Comment 2 Kazu Hirata 2004-03-11 00:09:18 UTC
I've got a patch.

/* There are four cases to handle modulo whether FLAG appears
   positively and ordering of operands TARGET and MASK in the
   expression.

   With my patch, gcc -O2 -fomit-frame-pointer -mregparm=3 generates
   the following assembly code.  */

typedef _Bool bool;

unsigned long
cond_mask_0 (bool flag, unsigned long mask, unsigned long target)
{
  return flag ? target | mask : target & ~mask;
#if 0
	movzbl	%al, %eax
	decl	%eax
	xorl	%eax, %ecx
	orl	%edx, %ecx
	xorl	%ecx, %eax
#endif
}

unsigned long
cond_mask_1 (bool flag, unsigned long mask, unsigned long target)
{
  return flag ? target | ~mask : target & mask;
#if 0
	movzbl	%al, %eax
	negl	%eax
	xorl	%eax, %ecx
	andl	%edx, %ecx
	xorl	%ecx, %eax
#endif
}

unsigned long
cond_mask_2 (bool flag, unsigned long mask, unsigned long target)
{
  return flag ? target & mask : target | ~mask;
#if 0
	movzbl	%al, %eax
	decl	%eax
	xorl	%eax, %ecx
	andl	%edx, %ecx
	xorl	%ecx, %eax
#endif
}

unsigned long
cond_mask_3 (bool flag, unsigned long mask, unsigned long target)
{
  return flag ? target & ~mask : target | mask;
#if 0
	movzbl	%al, %eax
	negl	%eax
	xorl	%eax, %ecx
	orl	%edx, %ecx
	xorl	%ecx, %eax
#endif
}
Comment 3 Stephan T. Lavavej 2004-03-11 21:33:21 UTC
Neat.
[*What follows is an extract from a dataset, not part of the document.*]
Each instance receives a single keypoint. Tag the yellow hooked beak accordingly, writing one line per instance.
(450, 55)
Is this patch for 3.3.x, 3.4.0, mainline, or some combination?
Comment 4 Kazu Hirata 2004-03-11 21:35:15 UTC
Mainline as this is not a regression or bug fix.
Comment 5 Stephan T. Lavavej 2004-03-11 21:41:04 UTC
Ok. (I thought that 3.3.4 was open for non-invasive enhancements; now I see 
that it's open for non-invasive non-regression bugfixes.)
Comment 6 Falk Hueffner 2004-03-11 22:10:38 UTC
My comment posted to gcc-bugs didn't make it into bugzilla, so I'll repeat it.
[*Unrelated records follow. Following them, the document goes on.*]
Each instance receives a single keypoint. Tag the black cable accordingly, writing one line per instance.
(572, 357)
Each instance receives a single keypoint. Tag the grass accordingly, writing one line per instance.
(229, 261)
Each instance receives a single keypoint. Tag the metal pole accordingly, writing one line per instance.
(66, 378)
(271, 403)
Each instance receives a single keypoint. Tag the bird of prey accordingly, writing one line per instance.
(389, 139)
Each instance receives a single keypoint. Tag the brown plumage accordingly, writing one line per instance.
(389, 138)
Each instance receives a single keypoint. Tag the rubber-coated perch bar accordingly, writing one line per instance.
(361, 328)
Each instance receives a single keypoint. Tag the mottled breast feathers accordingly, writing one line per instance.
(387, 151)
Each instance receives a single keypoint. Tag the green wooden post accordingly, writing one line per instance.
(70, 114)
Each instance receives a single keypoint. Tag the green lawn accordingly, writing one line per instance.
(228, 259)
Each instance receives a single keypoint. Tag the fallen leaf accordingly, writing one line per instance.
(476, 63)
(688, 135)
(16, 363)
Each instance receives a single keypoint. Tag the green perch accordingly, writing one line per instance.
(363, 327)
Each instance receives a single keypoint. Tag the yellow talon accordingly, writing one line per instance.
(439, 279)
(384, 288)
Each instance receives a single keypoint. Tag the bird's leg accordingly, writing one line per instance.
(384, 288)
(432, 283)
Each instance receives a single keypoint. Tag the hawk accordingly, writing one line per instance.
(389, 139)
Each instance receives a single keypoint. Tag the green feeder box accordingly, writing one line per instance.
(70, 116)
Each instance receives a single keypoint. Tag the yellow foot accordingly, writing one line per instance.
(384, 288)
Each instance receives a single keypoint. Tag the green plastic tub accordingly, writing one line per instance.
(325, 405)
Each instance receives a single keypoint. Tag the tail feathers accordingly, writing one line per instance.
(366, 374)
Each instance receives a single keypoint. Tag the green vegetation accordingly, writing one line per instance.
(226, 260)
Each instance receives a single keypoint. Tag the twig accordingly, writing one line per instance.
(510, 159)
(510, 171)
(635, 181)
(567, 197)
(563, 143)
This is not universally a win. For example, on an Alpha EV5, the first:

andnot  a2,a1,t1
or      a2,a1,v0
cmoveq  a0,t1,v0

takes 2 cycles, and the second:

lda     t1,-1(a0)
xor     a2,t1,v0
or      a1,v0,t0
xor     t0,t1,v0

takes 4 cycles and 1 more insn. I suspect on i386 it'd be similar if
you enable conditional moves.
Comment 7 Stephan T. Lavavej 2004-03-11 22:21:56 UTC
Well, the Right Thing to do is to perform the transformation when it's a win, 
and also perform the /reverse transformation/ when it's a win, and not 
transform anything otherwise.
Comment 8 Kazu Hirata 2004-03-11 22:29:45 UTC
Err, i386 is a two-address machine with only a few registers,
so cmove doesn't work as well in this case.

typedef _Bool bool;

unsigned long
cond_mask (bool flag, unsigned long mask, unsigned long target)
{
  unsigned long l = target | mask;
  unsigned long r = target & ~mask;
  return flag ? l : r;
#if 0
	pushl	%ebx
	movl	%eax, %ebx ; %bl = flag
	movl	%ecx, %eax
	orl	%edx, %eax ; %eax = target | mask
	notl	%edx       ; ~mask
	andl	%ecx, %edx ; %edx = target & ~mask
	testb	%bl, %bl
	popl	%ebx
	cmove	%edx, %eax
#endif
}
Comment 9 Steven Bosscher 2019-03-04 11:39:09 UTC
// -O3 -m32 -fomit-frame-pointer
unsigned long cond_mask_1(bool flag, unsigned long mask, unsigned long target) {
    return flag ? target | mask : target & ~mask;
}

unsigned long cond_mask_2(bool flag, unsigned long mask, unsigned long target) {
    return (mask | target ^ 0xFFFFFFFFUL + flag) ^ 0xFFFFFFFFUL + flag;
}


GCC trunk:
cond_mask_1(bool, unsigned long, unsigned long):
        movl    12(%esp), %eax
        movl    8(%esp), %edx
        movl    %eax, %ecx
        orl     %edx, %ecx
        notl    %edx
        andl    %eax, %edx
        cmpb    $0, 4(%esp)
        movl    %ecx, %eax
        cmove   %edx, %eax
        ret
cond_mask_2(bool, unsigned long, unsigned long):
        movzbl  4(%esp), %eax
        leal    -1(%eax), %edx
        movl    12(%esp), %eax
        xorl    %edx, %eax
        orl     8(%esp), %eax
        xorl    %edx, %eax
        ret
Comment 10 Andrew Pinski 2024-10-31 20:02:31 UTC
GCC 4.6 started to use cmov.

I am not 100% sure but cmov might be better especially for other targets (aarch64 which has andn too).